When demand improves, utilization rises, pricing firms, and margins expand. Capital looks cheap and opportunity abundant, prompting companies to invest.
But capacity arrives with a lag—often just as conditions begin to cool. New supply intensifies competition, prices soften, and profits mean-revert.
As profitability falls, capital becomes scarce. Companies cut capex, high-cost producers shut down, and weaker competitors restructure. Supply contracts, markets tighten, and pricing power returns. The cycle resets.
We use the capital cycle as our primary research framework. Because the effect of today’s capital expenditure on future profitability is more predictable than future demand, it provides a durable forecasting edge. Unlike an informational advantage—always competed away—the capital cycle is rooted in human psychology and is likely to persist indefinitely.
Why now?
While cyclical industries will remain cyclical and supply-chain shocks will persist, we believe the opportunity set for our strategy is especially attractive today. Secular forces—rising Asian middle-class consumption, artificial intelligence, electrification, nearshoring, and the energy transition—are reigniting demand for energy, materials, tools, and machinery.

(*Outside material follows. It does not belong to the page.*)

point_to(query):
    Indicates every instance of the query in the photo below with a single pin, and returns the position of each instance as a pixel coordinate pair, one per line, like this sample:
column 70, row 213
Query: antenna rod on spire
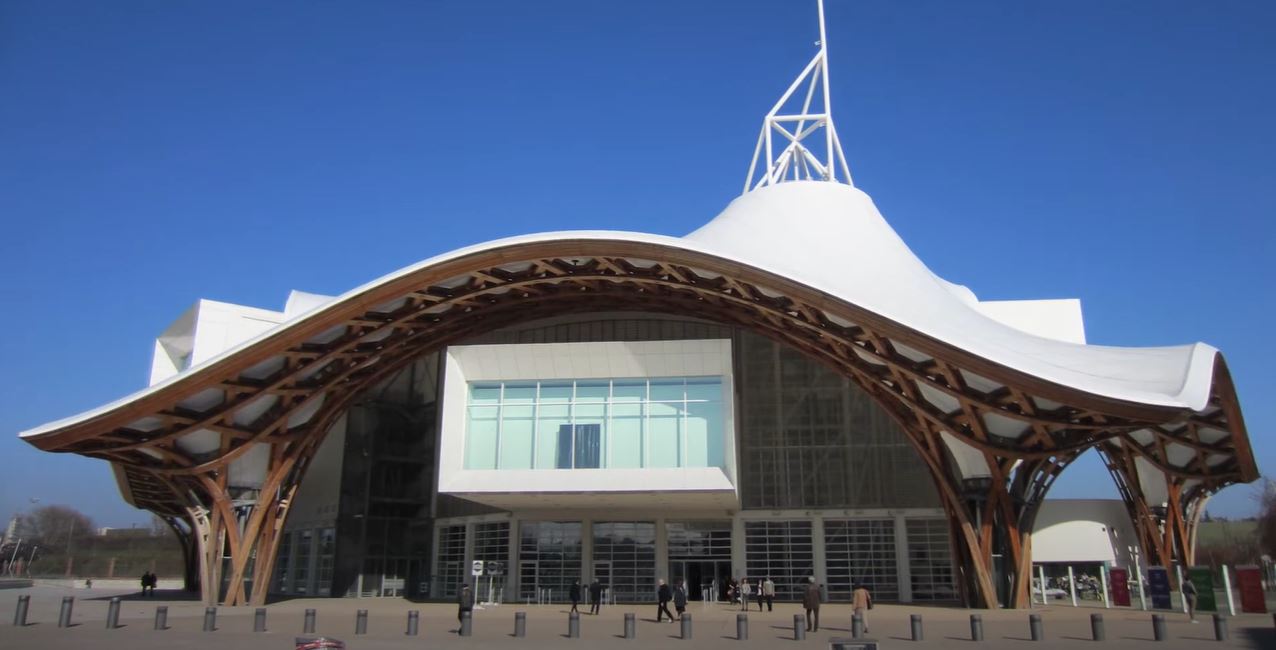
column 795, row 160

After a decade of capital misallocation, many upstream industries are now capacity constrained. Higher incentive prices are needed to unlock new investment, and rising costs will continue to push through supply chains. Only businesses with real pricing power will be able to protect margins.
At the same time, a large share of global market capitalization sits in downstream industries facing structural margin pressure, which may weigh on broader equity returns. The clearest opportunity therefore lies within the value chain itself: go long the segments with expanding margins and short those where margins are set to contract.